Aussi loin que je me souvienne, j’ai toujours été un peu voleuse. Ma mère m’appelait la pie à cause de ça et aujourd’hui encore c’est mon oiseau fétiche, un oiseau porte-bonheur dans la culture asiatique. Je ne peux m’empêcher de prendre ce dont j’ai envie, même si ça appartient déjà à quelqu’un, encore plus si ça appartient déjà à quelqu’un. J’ai commencé par voler des sous dans le porte-monnaie de ma mère, puis des carambars aux fruits dans la supérette de mon quartier, puis du maquillage hors de prix aux Nouvelles Galeries, puis des disques, des livres, des DVD à la F.N.A.C. J’ai volé les jouets des autres enfants, les journaux intimes de mes meilleures amies, les petits amis de mes camarades de fac. Je vous fais grâce des fleurs arrachées du parterre de fleurs du rond-point à côté de chez moi ou le courrier de la voisine (elle en avait plus que moi à un point que ça en était devenu indécent).

Ce n’est pas, comme certains le croient, que je pense que tout m’est dû. Au contraire, je sais que je n’aurais jamais rien à moi, que je ne le mérite pas. Je ne suis pas de celle qui sont du bon côté et je ne le serai jamais. Si je ne m’approprie pas les choses, je n’aurais jamais rien à moi. Et je veux avoir des choses à moi. Quoi de plus normal : je suis le produit de ma société de consommation, une société occidentale où on confond allègrement avoir et être, paraître et être, se conformer aux standards de vie en vigueur dans les classes moyennes et être.

Le plus simple quand on n’existe pas, pas beaucoup, pas assez, pas vraiment, c’est de prendre la vie des autres, d’endosser leur identité. Même si ce n’est que parcellaire, temporaire et imparfait, c’est toujours mieux que rien du tout. Car il est vrai, et vous ne me contredirez pas je pense, que rien du tout Ce n’est vraiment pas beaucoup.

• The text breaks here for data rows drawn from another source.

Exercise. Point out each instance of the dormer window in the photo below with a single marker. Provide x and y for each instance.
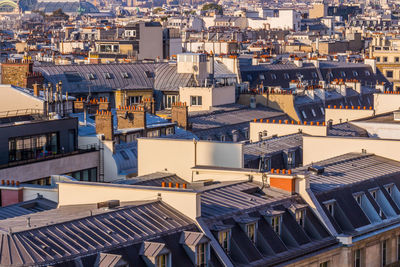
(374, 193)
(224, 238)
(330, 206)
(251, 231)
(358, 198)
(107, 75)
(162, 260)
(276, 224)
(201, 254)
(389, 189)
(300, 217)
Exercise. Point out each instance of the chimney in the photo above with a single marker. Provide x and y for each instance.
(131, 117)
(104, 124)
(283, 179)
(36, 90)
(149, 105)
(179, 115)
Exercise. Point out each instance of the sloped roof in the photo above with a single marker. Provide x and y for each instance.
(72, 231)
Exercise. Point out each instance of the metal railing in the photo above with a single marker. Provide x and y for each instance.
(77, 151)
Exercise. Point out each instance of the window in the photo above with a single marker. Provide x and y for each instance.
(91, 76)
(373, 193)
(251, 231)
(357, 258)
(196, 100)
(384, 252)
(162, 260)
(171, 99)
(276, 224)
(300, 217)
(201, 254)
(130, 33)
(170, 131)
(224, 238)
(313, 112)
(358, 198)
(291, 159)
(33, 147)
(389, 189)
(107, 75)
(135, 100)
(398, 248)
(330, 208)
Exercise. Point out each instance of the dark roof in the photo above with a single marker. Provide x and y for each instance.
(349, 169)
(70, 232)
(26, 207)
(78, 79)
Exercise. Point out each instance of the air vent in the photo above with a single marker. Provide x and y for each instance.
(316, 169)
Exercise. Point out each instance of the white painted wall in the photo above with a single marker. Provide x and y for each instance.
(317, 148)
(184, 200)
(284, 129)
(13, 99)
(179, 156)
(384, 103)
(344, 115)
(380, 130)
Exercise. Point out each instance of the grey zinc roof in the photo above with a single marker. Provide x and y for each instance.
(75, 78)
(350, 169)
(73, 231)
(273, 145)
(26, 207)
(154, 179)
(230, 199)
(220, 119)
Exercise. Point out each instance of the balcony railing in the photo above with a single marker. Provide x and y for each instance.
(79, 150)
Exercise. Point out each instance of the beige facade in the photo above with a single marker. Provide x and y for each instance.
(210, 96)
(179, 156)
(337, 115)
(317, 148)
(279, 128)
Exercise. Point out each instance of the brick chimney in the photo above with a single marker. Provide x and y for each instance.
(131, 117)
(104, 124)
(20, 73)
(179, 115)
(36, 90)
(149, 105)
(282, 179)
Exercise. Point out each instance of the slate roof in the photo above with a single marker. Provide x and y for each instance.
(75, 78)
(272, 145)
(26, 207)
(350, 169)
(71, 232)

J’ai commencé ma carrière de voleuse identitaire en subtilisant des photos et des cartes d’identité dans les porte-feuille dans les vestiaires du club de gym où j’allais tous les mercredis quand je parvenais à vaincre ma flemme. Ainsi, je fus d’abord Dorothea Muller, née à Vienne le 3 novembre 1967, mariée à un gentil quadra à tête de labrador et aux jambes arquées, mère d’un adolescent ombrageux et d’une fillette boudeuse de 3 ans les mains roses et poisseuses de barbe à papa, du moins si je me fiais aux photos (entre nous, vous le savez comme moi, il ne faut jamais se fier aux photos). Pour ma première identité, j’avais fait bonne pioche : un prénom rare, une origine étrangère, toute un famille pour moi ; mais il restait certaines zones d’ombre ¾ quel était mon métier ? et celui de mon mari ? le père du premier enfant était-il aussi celui du second ? Bref, j’étais très enthousiasmée d’être Dorothea pendant deux jours au point de punaiser les photos au-dessus de mon bureau et de devoir réfréner ma joie et m’empêcher d’utiliser la carte d’identité. Mais tout passe, tout lasse, tout casse et j’en vins pourtant à me lasser de tous ces trous dans l’histoire qu’il me fallait combler.

C’est ainsi que je repartis en chasse d’une nouvelle identité.

Cette fois encore, je tombais bien. Cela dit, je n’avais guère de mérite, je dois bien l’avouer. En effet, le string rouge en dentelle et le numéro de « Jeune et jolie » qui dépassaient du sac ouvert dans lequel j’avais dérobé la carte d’identité ne laissait guère de doute quant à l’âge de sa propriétaire. Tout à fait le genre de jeune femme que je déteste a priori, tout simplement, et je n’ai pas honte de l’avouer, parce que j’aimerais être elle. Je ne crois pas l’avoir vu dans la salle de sport en train de s’échauffer, noyée qu’elle était dans la foule de femmes de moins de 25 ans qui venaient narguer les autres en affichant leurs corps parfaits, exempts de culotte de cheval, de cellulite, de vergeture et autre joyeusetés  dans des vêtements moulants. 

Je rajeunis ainsi d’une quinzaine d’années. J’avais 20 ans tout rond, je m’appelais Eva Carsiani, j’étais une charmante brunette aux grands yeux bleus en amande et au sourire mutin, d’origine italienne si j’en jugeais par les photos qu’il y avait dans son porte-feuilles. Cette fois, j’allais un peu plus loin que la fois précédente en m’appropriant également son téléphone portable qui faisait bien sûr, comme tous les téléphones portables des jeunes gens modernes, appareil photos, organizer et certainement d’autres fonctionnalités dont je m’imaginais même pas l’existence.